Once, as she stood up from the table he grabbed her hand. He knew exactly what he wanted to say, word for word–yet forgot it instantly. He got angry at himself, even angrier at the haughty look the girl gave him.
Quickly, violently, he sprang up, twisted her arm around and threw her screaming down onto the divan. She fell–but was back on her feet again before he could get to her. She laughed, laughed so shrilly and loudly that it hurt his ears. Then without a word she stepped out of the room.
She stayed in her rooms, wouldn’t come out for tea, not to dinner. She was not seen for days. He pleaded at her door–said nice things to her, implored and begged. But she wouldn’t come out. He pushed letters in to her, swore and promised her more and still more, but she didn’t answer.
One day after he had whimpered for hours before her door she finally opened it.
“Be quiet,” she said. “It bothers me–what do you want?”
He asked for forgiveness, said it had been a sudden attack, that he had lost control over his senses–
She spoke quietly, “You lie!”
Then he let all masks fall, told her how he desired her, how he couldn’t breathe without her around, told her that he loved her.
She laughed out loud at him but agreed to negotiate and made her conditions.

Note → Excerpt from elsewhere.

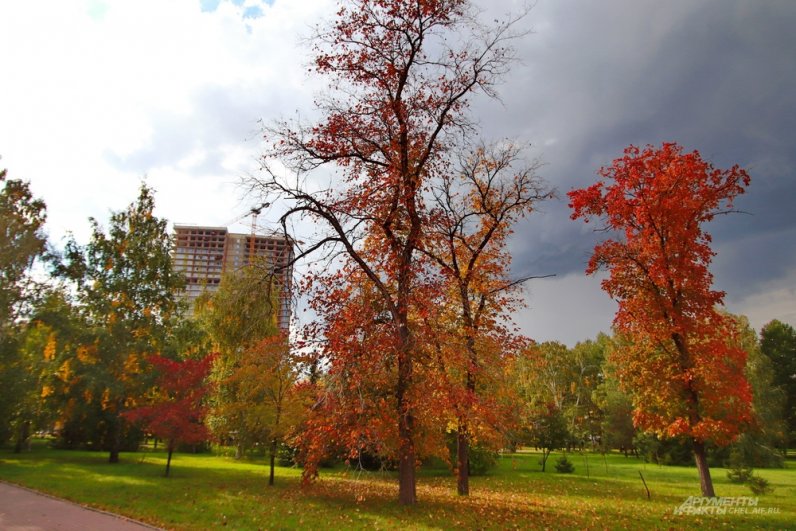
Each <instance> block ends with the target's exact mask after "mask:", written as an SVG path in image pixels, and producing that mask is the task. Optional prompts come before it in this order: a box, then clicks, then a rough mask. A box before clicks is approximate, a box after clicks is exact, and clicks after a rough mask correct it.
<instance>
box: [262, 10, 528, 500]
mask: <svg viewBox="0 0 796 531" xmlns="http://www.w3.org/2000/svg"><path fill="white" fill-rule="evenodd" d="M516 20H517V19H511V20H509V21H507V22H498V23H496V25H495V26H494V27H492V28H486V27H483V26H481V25H479V24H478V23H477V22H476V21H475V17H474V16H473V10H472V8H471V6H470V5H469V2H467V1H466V0H429V1H421V2H398V1H394V0H354V1H352V2H347V3H345V4H342V6H341V8H340V9H339V11H338V13H337V18H336V20H335V21H334V22H333V23H332V24H331V25H330V26H329V27H327V28H322V29H320V30H319V31H318V32H317V35H316V39H315V45H314V51H315V61H314V72H315V73H316V74H318V75H320V76H324V77H325V78H326V79H327V80H328V82H329V91H328V93H327V94H329V95H328V96H324V97H323V98H321V99H319V100H318V101H317V102H316V105H317V107H318V110H319V112H320V114H321V116H322V117H321V119H320V120H319V122H318V123H317V124H314V125H306V124H302V123H277V124H275V125H273V126H271V127H268V128H267V130H266V139H267V140H268V141H269V142H271V144H270V147H269V148H268V149H267V150H266V153H265V155H264V158H263V165H264V170H265V174H264V177H262V178H260V179H258V180H257V182H255V183H254V185H255V187H256V188H257V189H258V190H259V192H260V193H263V194H265V195H278V196H280V197H282V198H283V199H285V200H286V201H287V203H288V207H287V211H286V213H285V214H284V216H283V218H282V220H283V222H284V223H288V222H291V220H294V219H296V218H303V219H306V220H308V221H312V222H314V223H317V229H318V232H317V234H319V238H318V239H317V240H314V241H312V242H309V243H308V244H307V245H306V246H305V247H304V248H302V249H300V250H299V252H298V253H297V259H300V258H302V257H303V256H306V255H307V254H309V253H311V252H313V251H316V250H318V249H322V248H323V249H326V250H327V251H328V252H329V253H332V254H336V253H340V254H336V255H337V256H338V257H339V258H340V262H341V267H342V268H343V269H344V270H346V274H350V273H352V272H353V271H359V272H361V273H363V275H364V276H365V277H366V279H367V281H369V282H370V283H372V284H373V286H374V288H375V290H376V293H377V294H378V296H379V297H380V299H381V303H382V306H383V308H384V312H385V315H388V316H389V327H390V329H391V334H392V335H393V337H394V339H395V345H396V347H395V348H396V357H395V360H394V361H395V364H396V365H395V369H396V370H395V381H394V394H395V397H396V408H397V409H396V410H395V411H394V414H393V418H394V420H395V421H396V424H397V433H398V438H399V440H400V452H399V455H400V458H399V501H400V503H402V504H414V503H415V502H416V492H415V466H416V461H417V459H416V457H417V456H416V448H415V446H416V442H417V440H416V439H417V438H416V435H417V434H416V432H415V423H416V417H417V410H418V408H419V407H423V404H422V401H421V402H417V401H414V400H413V399H410V396H411V395H412V394H413V392H414V390H413V388H414V385H415V364H416V359H417V357H418V353H417V348H416V347H417V344H416V338H415V333H414V330H413V328H414V326H413V323H412V321H411V319H410V317H409V307H410V299H411V297H412V294H413V292H414V290H415V288H416V286H417V283H418V282H419V277H420V276H421V275H422V271H423V270H422V268H421V267H420V265H419V264H418V250H419V249H420V248H421V246H422V241H423V238H424V232H425V223H426V222H425V219H426V218H425V204H424V200H423V190H424V189H425V186H426V185H427V184H428V183H429V182H430V181H431V180H433V179H435V178H438V177H439V176H441V175H444V174H447V173H448V172H449V170H450V164H449V154H450V150H451V148H452V147H453V146H454V145H455V144H456V143H457V142H459V140H460V138H461V137H462V135H467V134H470V133H471V132H472V131H473V127H472V125H473V124H472V122H471V121H470V120H469V119H468V118H467V104H468V100H469V97H470V96H471V95H473V94H475V93H477V92H479V91H480V92H482V93H485V94H487V95H488V96H493V95H495V83H496V82H497V81H498V80H499V79H500V78H501V76H502V75H503V74H504V73H506V72H507V70H508V67H509V65H510V64H511V60H512V50H511V49H510V47H509V46H508V45H507V44H508V41H509V40H510V39H511V38H512V37H513V36H514V34H513V33H512V30H511V28H512V27H513V24H514V22H516ZM274 161H279V164H277V163H275V162H274ZM324 166H328V167H335V168H336V169H337V173H334V177H333V182H330V183H329V185H323V184H320V185H318V184H317V183H313V182H308V181H307V179H306V175H305V173H306V172H309V171H312V170H315V169H318V168H321V167H324ZM283 167H286V168H288V170H290V171H292V172H293V173H295V175H296V178H292V177H286V176H285V175H284V173H283V172H282V171H281V169H280V168H283Z"/></svg>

He still searched her
e and there trying to find ways to get an advantage.
“Once, just once a week she should come dressed as a boy–”
“No,” she cried. “Any day if I want to–or not at all if I don’t want to.”
That was when he knew he had lost and from that day on he was the Fräulein’s slave, without a will of his own. He was her obedient hound, whimpering around her, eating the crumbs that she deliberately knocked off the table for him. She allowed him to run around in his own home like an old mangy animal that lived on charity–only because no one cared enough to kill it.
She gave him her commands, “Purchase flowers, buy a motorboat. Invite these gentlemen on this day and these others on the next. Bring down my purse.”
He obeyed and felt richly rewarded when she suddenly came down dressed as an Eton boy with a high hat and large round collar, or if she stretched out her little patent leather shoes so he could tie the silk laces.
Sometimes when he was alone he would wake up. He would slowly lift his ugly head, shake it back and forth and brood about what had happened. Hadn’t he become accustomed to rule for generations? Wasn’t his will law in the house of ten Brinken?
To him it was as if a tumor had swelled up in the middle of his brain and crushed his thoughts or some poisonous insect had crawled in through his ears or nose and stung him. Now it whirled around right in front of his face, mockingly buzzed in front of his eyes–why didn’t he kill it?
He got half way up, struggling with resolution.
“This must come to an end,” he murmured.
But he forgot everything as soon as he saw her. Then his eyes opened, his ears grew sharp, listening for the rustle of her silk. Then his mighty nose sniffed the air greedily, taking in the fragrance of her body, making his old fingers tremble, making him lick the spittle from his lips with his tongue.